Rosh Hashanah
Parshat Erev
September 18, 2009Rabbi Avram Israel Reisner
Special to the Jewish Times
“Spend one day a year getting a complete health exam
Or the next 364 wishing you had.”
“Treat your body like your life depends upon it …
It goes way beyond your average check-up,
And it’s only at Mount Sinai.”
The text is an ad for Mount Sinai Hospital in New York and its Executive Health Program. It appeared on page 5 of the New York Times Magazine of Sept. 6, 2009.
I don’t know for sure that it was drafted with Rosh Hashanah in mind, but I sure think so.
The check-up we engage in on Rosh Hashanah is not of body but of soul, not of our soma but of our spirit. It is consequently more complicated, because those are less easily accessible than even the deepest recesses of our person. Blood draws, X-rays, probes in every orifice yield for the physician of the body concrete results that can be charted and measured, tested and perused; but there is no physician of the soul and no agreed-upon assessment of its wounds and weaknesses.
So on Rosh Hashanah the assessments are idiosyncratic. We craft the instruments with which to probe our own beliefs and actions; the prayers, the sermons, the sounds of the shofar can only serve as guides and goads to help us do what we sorely need to do. For our life does indeed depend on it. Not our physical life but the texture of our social life; the peace of our mental life; the stability of our emotional life. We needn’t attend to it this day, but we’re certain to regret it if we do not.

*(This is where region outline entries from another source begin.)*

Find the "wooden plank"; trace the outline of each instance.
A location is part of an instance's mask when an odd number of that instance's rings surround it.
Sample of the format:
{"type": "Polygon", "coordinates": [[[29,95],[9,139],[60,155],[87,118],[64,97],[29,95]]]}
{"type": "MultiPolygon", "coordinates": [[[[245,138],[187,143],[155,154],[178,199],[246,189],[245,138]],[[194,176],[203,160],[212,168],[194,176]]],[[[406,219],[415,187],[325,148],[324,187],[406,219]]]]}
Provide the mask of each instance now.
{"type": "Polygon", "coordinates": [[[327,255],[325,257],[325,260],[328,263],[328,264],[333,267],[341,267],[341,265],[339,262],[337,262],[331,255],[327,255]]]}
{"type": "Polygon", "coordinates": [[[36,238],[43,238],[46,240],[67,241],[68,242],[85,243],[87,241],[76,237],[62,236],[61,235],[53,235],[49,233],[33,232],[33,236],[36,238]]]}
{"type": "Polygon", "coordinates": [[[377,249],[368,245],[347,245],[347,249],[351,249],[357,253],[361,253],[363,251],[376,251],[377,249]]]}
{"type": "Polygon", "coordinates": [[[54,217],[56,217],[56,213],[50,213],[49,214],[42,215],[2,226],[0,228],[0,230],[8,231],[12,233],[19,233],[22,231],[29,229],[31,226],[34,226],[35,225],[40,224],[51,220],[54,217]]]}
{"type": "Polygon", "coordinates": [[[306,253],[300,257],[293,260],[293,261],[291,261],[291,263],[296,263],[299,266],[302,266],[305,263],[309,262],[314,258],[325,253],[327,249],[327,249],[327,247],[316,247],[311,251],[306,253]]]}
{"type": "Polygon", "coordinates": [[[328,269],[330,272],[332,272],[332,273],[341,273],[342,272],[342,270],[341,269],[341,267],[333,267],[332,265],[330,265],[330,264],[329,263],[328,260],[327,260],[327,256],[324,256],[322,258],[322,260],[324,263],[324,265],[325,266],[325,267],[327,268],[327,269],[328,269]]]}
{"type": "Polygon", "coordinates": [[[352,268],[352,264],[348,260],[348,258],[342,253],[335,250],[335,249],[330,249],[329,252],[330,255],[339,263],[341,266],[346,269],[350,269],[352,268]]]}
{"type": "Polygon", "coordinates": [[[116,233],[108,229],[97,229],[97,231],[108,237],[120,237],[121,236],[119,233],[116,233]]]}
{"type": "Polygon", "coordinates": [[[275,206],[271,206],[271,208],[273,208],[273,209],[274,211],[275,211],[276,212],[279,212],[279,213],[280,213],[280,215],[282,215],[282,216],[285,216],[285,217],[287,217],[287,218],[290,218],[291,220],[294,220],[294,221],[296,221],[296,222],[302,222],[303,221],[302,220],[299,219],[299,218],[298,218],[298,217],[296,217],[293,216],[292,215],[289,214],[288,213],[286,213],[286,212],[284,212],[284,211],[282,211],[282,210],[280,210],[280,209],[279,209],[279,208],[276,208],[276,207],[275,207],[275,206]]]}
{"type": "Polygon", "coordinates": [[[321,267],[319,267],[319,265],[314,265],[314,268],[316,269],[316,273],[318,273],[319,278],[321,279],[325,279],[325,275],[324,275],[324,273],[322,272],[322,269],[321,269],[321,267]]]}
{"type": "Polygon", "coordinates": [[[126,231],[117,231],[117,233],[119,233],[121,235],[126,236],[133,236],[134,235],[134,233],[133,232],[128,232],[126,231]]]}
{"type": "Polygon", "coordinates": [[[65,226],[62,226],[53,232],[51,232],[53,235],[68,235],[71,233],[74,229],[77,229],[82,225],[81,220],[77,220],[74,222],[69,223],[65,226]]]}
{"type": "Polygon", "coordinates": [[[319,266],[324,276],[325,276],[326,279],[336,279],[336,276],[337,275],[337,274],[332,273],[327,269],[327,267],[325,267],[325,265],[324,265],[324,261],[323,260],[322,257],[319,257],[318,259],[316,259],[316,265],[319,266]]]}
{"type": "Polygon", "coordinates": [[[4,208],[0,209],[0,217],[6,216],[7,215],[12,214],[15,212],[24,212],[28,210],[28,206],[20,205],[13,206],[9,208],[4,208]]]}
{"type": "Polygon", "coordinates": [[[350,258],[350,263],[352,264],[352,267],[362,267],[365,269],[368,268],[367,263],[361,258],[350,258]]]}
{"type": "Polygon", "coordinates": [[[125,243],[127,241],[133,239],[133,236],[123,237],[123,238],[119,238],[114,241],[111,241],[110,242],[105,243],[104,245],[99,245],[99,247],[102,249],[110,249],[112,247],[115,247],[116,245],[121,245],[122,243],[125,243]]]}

Not our physical life? Does not the Netaneh Tokef prayer, which stands at the heart of the Musaf service, make precisely the claim that it is our physical life that is at stake? “Who shall live and who shall die?” Surely it does, and that is part of what lends it its unusual poignancy. For we know that life is not assured and is not predictable, and there are always those who will not see the end of the coming year. And we know, exquisitely, now, that there are those who will be enriched and those who will be impoverished in this coming year; and that there appears little rhyme or reason for those things to occur as they do. And we know that Rosh Hashanah is the Day of Judgment and as surely as we judge ourselves on this day, so forces greater than us might well be judging us, too.
Netaneh Tokef is composed as a proem, an introduction to the Kedushah; the Kedushah, which represents at every service of every day the possibility of closeness to God. When in our nation’s history have we attained that proximity to heaven? “It’s only at Mount Sinai.” And when in the course of our own lives? When we approach God in our prayers. When we mimic the angels in Kedushah. But we don’t take that moment as seriously as we should on any one of the 52 Tuesdays that the year brings, nor even on the Shabbatot and Chagim that march along. Maybe, maybe, we are awakened by the aura of the Days of Awe, the drama of the Day of Judgment. If everything is not subject to change in that moment of touching the divine, then we have not reached high enough; we have not gotten there; we have not been transformed.
“Another day,” the ad continues, “another breakthrough.” May that be our prayer for this Rosh Hashanah.
L’shanah Tovah Tikatevu v’techatemu.
Rabbi Avram Israel Reisner serves Chevrei Tzedek Congregation.